The new initiative is just one of many ways Fond du Lac schools work to help students in need. The district also partners with the Fondy Food Pantry, a local nonprofit that provides about 780 elementary students with weekend breakfast, lunch and snack items during the school year.
Students battle more than just hunger
Woodworth sixth grade teacher Gillian King says students also struggle in school when they are uncomfortable around their peers or embarrassed by the clothes they wear.
"It is difficult to learn when you are too cold, too hot, or feel ashamed," King said. "Our students cannot be expected to do their best in school until their basic needs are met."
Seven years ago she started a caring closet in her classroom that has since expanded into a separate room for school-wide use. Offerings include gently-used shoes, clothing and school supplies, along with personal hygiene products, like shampoo, deodorant and toothbrushes.
Several local businesses donate hygiene products and undergarments/socks. The Women's Service League provides funds through grants and private donors also help out when needed.
"We get clothing donations from families who know about the closet through social media, word of mouth, or students," King said. "People are so thoughtful by dropping off donations, gift cards or cash."

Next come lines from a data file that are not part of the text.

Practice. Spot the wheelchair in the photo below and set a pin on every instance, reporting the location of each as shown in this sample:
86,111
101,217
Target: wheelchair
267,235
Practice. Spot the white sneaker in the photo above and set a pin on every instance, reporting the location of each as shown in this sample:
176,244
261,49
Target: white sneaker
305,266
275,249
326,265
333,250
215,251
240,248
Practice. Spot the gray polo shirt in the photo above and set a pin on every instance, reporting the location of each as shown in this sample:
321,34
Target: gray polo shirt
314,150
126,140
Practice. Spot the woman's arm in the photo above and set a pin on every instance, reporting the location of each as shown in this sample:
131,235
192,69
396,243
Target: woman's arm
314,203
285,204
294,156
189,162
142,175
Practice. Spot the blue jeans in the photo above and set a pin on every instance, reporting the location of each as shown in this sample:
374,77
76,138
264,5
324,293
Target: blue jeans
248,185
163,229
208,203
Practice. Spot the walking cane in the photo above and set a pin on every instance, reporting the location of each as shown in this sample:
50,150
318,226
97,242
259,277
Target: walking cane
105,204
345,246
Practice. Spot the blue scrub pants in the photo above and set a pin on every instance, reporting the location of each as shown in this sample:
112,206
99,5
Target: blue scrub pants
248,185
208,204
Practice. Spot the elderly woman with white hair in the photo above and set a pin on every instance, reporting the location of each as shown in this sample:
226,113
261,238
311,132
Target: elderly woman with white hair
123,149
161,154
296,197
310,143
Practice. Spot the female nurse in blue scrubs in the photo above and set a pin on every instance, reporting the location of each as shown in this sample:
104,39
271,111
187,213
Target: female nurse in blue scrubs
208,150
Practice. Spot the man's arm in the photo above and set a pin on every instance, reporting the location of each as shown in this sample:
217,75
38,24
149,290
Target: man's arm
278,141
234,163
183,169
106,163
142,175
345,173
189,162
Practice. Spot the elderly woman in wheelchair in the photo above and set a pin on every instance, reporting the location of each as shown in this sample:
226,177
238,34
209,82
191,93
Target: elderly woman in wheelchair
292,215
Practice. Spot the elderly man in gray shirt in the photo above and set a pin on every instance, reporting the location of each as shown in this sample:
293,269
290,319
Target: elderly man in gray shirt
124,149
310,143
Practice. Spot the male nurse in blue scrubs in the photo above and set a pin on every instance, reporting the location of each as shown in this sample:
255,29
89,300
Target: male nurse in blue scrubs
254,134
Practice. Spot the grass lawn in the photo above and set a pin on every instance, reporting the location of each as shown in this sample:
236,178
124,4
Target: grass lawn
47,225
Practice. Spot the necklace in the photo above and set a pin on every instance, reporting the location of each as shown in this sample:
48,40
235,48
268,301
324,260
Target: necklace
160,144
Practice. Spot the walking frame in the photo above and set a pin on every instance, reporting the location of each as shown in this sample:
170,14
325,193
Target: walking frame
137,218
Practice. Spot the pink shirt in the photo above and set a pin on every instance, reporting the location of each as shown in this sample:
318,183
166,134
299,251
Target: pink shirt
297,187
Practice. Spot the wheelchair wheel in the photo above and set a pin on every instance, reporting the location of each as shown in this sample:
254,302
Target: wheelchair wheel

Students and families contact King or special education teacher Nora Ballwantz if they are in need, or students can be referred by a teacher. About 25 students a week or more make use of these resources, in a confidential and safe environment.
Around the school district, all schools provide for students in a similar way, which this time of year includes making available coats, hats, mittens, snow pants and boots. Riverside Elementary School also offers bedding and blankets. Fond du Lac High School provides students with donated prom dresses.
"Most of these programs, if not all, are funded through the generosity of our staff, parents and the community," said Superintendent Jim Sebert. "People are always generous when it comes to helping kids."
Meanwhile, Fond du Lac STEM Institute senior Ethan Wilke has taken it upon himself as a capstone project to start up a pantry at the district's STEM Institute for students and their parents.
"I have gone to a couple of different organizations and am trying to implement a few aspects of what I had observed from them," Wilke said. "I have always wanted to be able to help others. Hopefully Iwill see my goal come to fruition before I go off to college."
For students experiencing homelessness, there are additional resources available through the district to help meet their needs, such as hygiene kits and school supplies.
The district and community keep changing socio-economically, Sebert said. About 45% of students are economically disadvantaged and qualify to receive free and reduced lunch.
"We need to see those statistics as opportunities and band together as a community to ensure all kids have the ability to pursue an unlimited future after their K-12 experience, Sebert said. "These types of additional resources do just that.".